How to create an awesome animation of the diffusion process

Welcome to the latest installment of our AI programming series! In this post, we will show you How to create an awesome animation of the diffusion process using the Hugging Face diffusers library. If you’ve ever wanted to see the magic of AI-generated images unfold before your eyes, you’re in the right place. Let’s get started!

Introduction to Diffusion Models

Diffusion models are a class of generative models that iteratively refine random noise into coherent images. These models have gained significant attention for their ability to produce high-quality, photorealistic images. Hugging Face’s diffusers library provides an easy-to-use interface to experiment with these models.

Purely speaking, what we will be animating is the reverse diffusion process, the part of the diffusion process that transforms noise into an image.

For a very simple first example of using the diffuser library in Colab, check my previous post about How to generate awesome AI images in 10 lines of Python

Prerequisites

Before we dive into the code, make sure you have the following prerequisites:

A Google Colab account (for running the code online)
Basic understanding of Python programming
Familiarity with machine learning concepts

Step 1: Setting Up the Environment

First, we need to install the required libraries. Open a new Colab notebook and run the following code to install the diffusers and accelerate libraries:

!pip install diffusers accelerate

Step 2: Creating a Stable Diffusion Pipeline

Next, we’ll create a stable diffusion pipeline using a pre-trained model from the Hugging Face library. In this example, we’ll use the Dark-Sushi-2.5D model.

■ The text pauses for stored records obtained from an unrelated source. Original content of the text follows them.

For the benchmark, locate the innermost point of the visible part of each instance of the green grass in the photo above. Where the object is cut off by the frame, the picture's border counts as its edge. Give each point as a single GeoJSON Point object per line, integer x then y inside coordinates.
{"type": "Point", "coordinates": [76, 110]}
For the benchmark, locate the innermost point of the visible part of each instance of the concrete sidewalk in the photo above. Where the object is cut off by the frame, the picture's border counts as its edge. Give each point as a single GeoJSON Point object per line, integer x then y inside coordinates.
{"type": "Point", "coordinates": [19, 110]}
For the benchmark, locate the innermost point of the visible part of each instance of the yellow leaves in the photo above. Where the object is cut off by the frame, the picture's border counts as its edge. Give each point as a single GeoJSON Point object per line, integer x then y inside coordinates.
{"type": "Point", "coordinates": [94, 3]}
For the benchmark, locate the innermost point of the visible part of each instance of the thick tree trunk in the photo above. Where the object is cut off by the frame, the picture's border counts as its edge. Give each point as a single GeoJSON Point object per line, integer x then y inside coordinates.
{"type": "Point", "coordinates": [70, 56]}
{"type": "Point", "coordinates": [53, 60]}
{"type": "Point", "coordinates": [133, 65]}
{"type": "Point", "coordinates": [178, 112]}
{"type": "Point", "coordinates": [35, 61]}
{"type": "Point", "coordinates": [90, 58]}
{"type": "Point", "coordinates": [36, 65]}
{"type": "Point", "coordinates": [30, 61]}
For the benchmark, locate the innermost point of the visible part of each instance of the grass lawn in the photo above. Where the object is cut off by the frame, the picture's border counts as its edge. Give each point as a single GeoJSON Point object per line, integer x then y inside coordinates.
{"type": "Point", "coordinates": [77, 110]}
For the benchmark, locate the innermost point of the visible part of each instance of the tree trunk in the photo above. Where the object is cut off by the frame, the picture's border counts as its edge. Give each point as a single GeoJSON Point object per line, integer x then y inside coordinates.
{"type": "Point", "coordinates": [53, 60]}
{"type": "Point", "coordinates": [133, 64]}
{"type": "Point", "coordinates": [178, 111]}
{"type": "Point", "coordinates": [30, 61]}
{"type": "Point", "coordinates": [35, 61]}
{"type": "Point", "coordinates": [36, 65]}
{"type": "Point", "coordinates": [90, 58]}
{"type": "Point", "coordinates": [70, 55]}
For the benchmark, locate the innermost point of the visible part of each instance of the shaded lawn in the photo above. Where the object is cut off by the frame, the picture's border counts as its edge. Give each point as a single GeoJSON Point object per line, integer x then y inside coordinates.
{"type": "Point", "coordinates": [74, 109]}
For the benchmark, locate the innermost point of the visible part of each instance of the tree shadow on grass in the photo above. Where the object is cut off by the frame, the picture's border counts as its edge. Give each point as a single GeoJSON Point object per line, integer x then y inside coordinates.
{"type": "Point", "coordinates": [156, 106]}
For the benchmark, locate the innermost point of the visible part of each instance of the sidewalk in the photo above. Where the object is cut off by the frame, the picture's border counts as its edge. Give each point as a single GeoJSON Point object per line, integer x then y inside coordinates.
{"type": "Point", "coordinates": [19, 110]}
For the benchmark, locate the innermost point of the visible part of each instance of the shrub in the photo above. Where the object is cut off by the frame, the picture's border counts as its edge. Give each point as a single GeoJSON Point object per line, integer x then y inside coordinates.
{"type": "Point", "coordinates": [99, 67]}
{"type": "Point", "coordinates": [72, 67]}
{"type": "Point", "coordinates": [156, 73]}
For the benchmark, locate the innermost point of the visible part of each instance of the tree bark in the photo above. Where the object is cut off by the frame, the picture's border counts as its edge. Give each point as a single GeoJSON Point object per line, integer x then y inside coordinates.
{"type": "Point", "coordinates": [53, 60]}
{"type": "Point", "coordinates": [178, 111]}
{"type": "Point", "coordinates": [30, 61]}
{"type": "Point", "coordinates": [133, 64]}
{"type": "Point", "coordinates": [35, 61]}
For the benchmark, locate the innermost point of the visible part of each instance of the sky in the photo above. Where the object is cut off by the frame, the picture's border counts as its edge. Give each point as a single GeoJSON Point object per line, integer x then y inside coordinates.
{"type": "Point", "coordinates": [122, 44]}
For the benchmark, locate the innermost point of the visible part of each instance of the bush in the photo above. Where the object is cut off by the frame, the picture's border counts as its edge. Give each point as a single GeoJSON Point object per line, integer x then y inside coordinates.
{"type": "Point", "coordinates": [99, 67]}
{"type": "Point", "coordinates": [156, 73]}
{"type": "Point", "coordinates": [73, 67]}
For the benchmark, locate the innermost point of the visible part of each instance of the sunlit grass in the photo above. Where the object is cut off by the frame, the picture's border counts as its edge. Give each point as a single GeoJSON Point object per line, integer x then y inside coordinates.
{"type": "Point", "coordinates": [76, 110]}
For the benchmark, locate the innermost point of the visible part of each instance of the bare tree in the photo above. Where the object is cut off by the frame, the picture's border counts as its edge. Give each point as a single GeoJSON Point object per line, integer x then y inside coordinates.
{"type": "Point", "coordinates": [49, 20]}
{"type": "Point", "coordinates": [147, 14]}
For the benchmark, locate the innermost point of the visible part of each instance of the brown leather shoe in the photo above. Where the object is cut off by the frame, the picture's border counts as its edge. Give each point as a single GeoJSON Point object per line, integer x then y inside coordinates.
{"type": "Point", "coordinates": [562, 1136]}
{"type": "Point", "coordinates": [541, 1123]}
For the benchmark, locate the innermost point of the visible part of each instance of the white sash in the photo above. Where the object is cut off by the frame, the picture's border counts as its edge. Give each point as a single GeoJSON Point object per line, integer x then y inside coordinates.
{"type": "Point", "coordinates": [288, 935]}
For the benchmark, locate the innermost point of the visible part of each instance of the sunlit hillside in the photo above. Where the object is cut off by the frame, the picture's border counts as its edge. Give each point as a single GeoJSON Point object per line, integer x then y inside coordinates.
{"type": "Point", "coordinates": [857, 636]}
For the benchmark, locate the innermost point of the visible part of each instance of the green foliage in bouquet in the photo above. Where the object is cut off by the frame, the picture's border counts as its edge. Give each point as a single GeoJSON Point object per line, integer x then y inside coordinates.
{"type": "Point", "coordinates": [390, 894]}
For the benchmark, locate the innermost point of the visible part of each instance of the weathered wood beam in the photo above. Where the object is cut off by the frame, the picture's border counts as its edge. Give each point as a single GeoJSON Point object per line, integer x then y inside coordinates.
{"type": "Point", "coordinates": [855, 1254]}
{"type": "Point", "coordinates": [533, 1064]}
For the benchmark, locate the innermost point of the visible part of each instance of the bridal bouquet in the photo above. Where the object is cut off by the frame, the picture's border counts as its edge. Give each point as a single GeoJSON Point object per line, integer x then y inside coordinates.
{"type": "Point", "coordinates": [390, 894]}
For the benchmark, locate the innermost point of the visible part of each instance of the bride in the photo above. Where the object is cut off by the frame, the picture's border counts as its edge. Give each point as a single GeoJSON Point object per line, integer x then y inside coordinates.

from diffusers import DiffusionPipeline, EulerAncestralDiscreteScheduler
import torch

pipe = DiffusionPipeline.from_pretrained('tensor-diffusion/Dark-Sushi-2.5D', torch_dtype=torch.float16)
pipe.scheduler = EulerAncestralDiscreteScheduler.from_config(pipe.scheduler.config)
pipe.to("cuda")

Step 3: Setting Up a Callback Function

To capture intermediate images at each step of the diffusion process, we need to define a callback function. This function will be called at each step, allowing us to save the generated images and visualize the progression from noise to a coherent image.

Detailed Explanation of the Callback Function

The callback function latents_callback performs the following steps:

vae = pipe.vae
images = []

def latents_callback(pipe, step_index, timestep, callback_kwargs):
    latents = callback_kwargs["latents"]
    latents = 1 / vae.config.scaling_factor * latents
    image = vae.decode(latents).sample[0]
    image = (image / 2 + 0.5).clamp(0, 1)
    image = image.cpu().permute(1, 2, 0).numpy()
    images.extend(pipe.numpy_to_pil(image))
    return callback_kwargs

Breakdown of the Callback Function

Access the Latents: The function retrieves the current state of the latent variables from the callback_kwargs dictionary using latents = callback_kwargs["latents"]. Latents are the internal representations of the image at the current step.
Scaling the Latents: The latents are scaled using latents = 1 / vae.config.scaling_factor * latents. This scaling is necessary to bring the latents to the appropriate range before decoding.
Decoding the Latents: The function decodes the latents into an image using the VAE (Variational Autoencoder) decoder: image = vae.decode(latents).sample[0]. The sample[0] part extracts the decoded image tensor.
Post-Processing the Image: The decoded image is normalized to the range [0, 1] using image = (image / 2 + 0.5).clamp(0, 1). This step ensures that the pixel values are suitable for display.
Reformatting for Display: The image tensor is moved to the CPU and its dimensions are permuted to match the expected format for visualization: image = image.cpu().permute(1, 2, 0).numpy(). The result is a NumPy array with shape (height, width, channels).
Saving the Image: The image is converted from a NumPy array to a PIL (Python Imaging Library) image and added to the images list using images.extend(pipe.numpy_to_pil(image)). This allows us to keep track of all intermediate images generated during the diffusion process.
Return Callback Kwargs: Finally, the function returns the callback_kwargs dictionary to ensure the diffusion process continues smoothly.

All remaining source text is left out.